Si pudiera pedir un deseo, sería recuperar nuestras anteriores vidas, todos esos sueños que teníamos y que aún no hemos podido cumplir, todos esos planes que tuvimos que cancelar en el último momento por no encontrarnos bien, todos esos trabajos que con ilusión queríamos realizar y a los que tuvimos que renunciar, todas esas noches en las que dormíamos bien y esos días en los que al levantarnos no sentíamos dolor, ni fatiga, todos esos momentos e ilusiones que estas enfermedades nos han arrebatado sin sentido, porque a veces pienso que esto es un sinsentido.
Si pudiera pedir un deseo, pediría conoceros a todos y cada uno de vosotros y vosotras. Conocer a los que habéis puesto nombre, rostro y cuerpo a lo que nos ocurre. A los médicos que han seguido adelante en su investigación de estas enfermedades a pesar incluso de que muchos de ellos “nunca han creído” en ellas, a las asociaciones que tan duro han trabajado y trabajan para dar a conocer la FM y SFC y ser la voz firme y contundente que habla por nuestras voces cansadas y quebradas por el dolor, a todos esos familiares y amigos que se preocupan por entendernos y se desviven por ayudarnos, a todas y cada una de las personas que convivís con estas enfermedades, porque sólo vosotros tenéis la valentía suficiente para ir superando los obstáculos que se presentan día a día y al acostaros lo hacéis con la esperanza de que al levantaros estaréis un poco mejor, aunque casi nunca sea así.
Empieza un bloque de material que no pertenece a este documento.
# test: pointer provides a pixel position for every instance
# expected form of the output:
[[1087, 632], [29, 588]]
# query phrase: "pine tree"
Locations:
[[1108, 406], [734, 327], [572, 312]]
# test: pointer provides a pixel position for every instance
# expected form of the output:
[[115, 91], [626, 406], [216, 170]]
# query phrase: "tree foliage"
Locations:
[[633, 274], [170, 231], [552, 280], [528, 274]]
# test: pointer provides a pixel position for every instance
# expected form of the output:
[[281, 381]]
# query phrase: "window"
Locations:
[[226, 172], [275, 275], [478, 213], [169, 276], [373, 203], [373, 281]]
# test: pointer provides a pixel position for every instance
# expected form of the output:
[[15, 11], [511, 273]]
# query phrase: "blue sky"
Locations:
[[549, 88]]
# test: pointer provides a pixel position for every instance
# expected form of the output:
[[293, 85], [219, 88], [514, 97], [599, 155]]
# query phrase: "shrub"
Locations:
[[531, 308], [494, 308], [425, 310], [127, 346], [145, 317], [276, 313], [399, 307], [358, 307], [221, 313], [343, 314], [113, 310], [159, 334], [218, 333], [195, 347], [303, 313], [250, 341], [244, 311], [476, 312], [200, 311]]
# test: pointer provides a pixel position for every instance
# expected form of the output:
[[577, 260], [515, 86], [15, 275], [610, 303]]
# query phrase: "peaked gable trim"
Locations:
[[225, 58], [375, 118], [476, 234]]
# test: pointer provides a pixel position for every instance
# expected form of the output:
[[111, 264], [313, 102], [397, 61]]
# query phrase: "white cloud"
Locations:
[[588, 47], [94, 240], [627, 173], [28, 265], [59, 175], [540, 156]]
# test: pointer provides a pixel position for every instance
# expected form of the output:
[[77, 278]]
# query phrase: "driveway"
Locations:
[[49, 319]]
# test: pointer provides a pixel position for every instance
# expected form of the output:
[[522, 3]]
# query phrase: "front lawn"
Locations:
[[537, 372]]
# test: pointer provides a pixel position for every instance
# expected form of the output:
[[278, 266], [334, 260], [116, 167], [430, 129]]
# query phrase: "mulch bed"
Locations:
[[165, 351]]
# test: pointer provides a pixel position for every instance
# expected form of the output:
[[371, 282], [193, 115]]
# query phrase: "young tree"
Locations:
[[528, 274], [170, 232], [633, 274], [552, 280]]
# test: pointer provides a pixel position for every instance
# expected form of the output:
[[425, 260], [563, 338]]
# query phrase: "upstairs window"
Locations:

Si pudiera pedir un deseo sería que un 12 de mayo de un año no muy lejano nos dieran la noticia que anhelamos y esperamos, que por fin han descubierto la vacuna contra el dolor, el cansancio y la incomprensión que nos envuelve: “Los enfermos de Síndrome de Fatiga Crónica y Fibromialgia vuelven a recuperar su vitalidad y su dolor desaparece, la ciencia consigue devolverles su calidad de vida”.
¡QUE NUESTROS DESEOS SE HAGAN REALIDAD!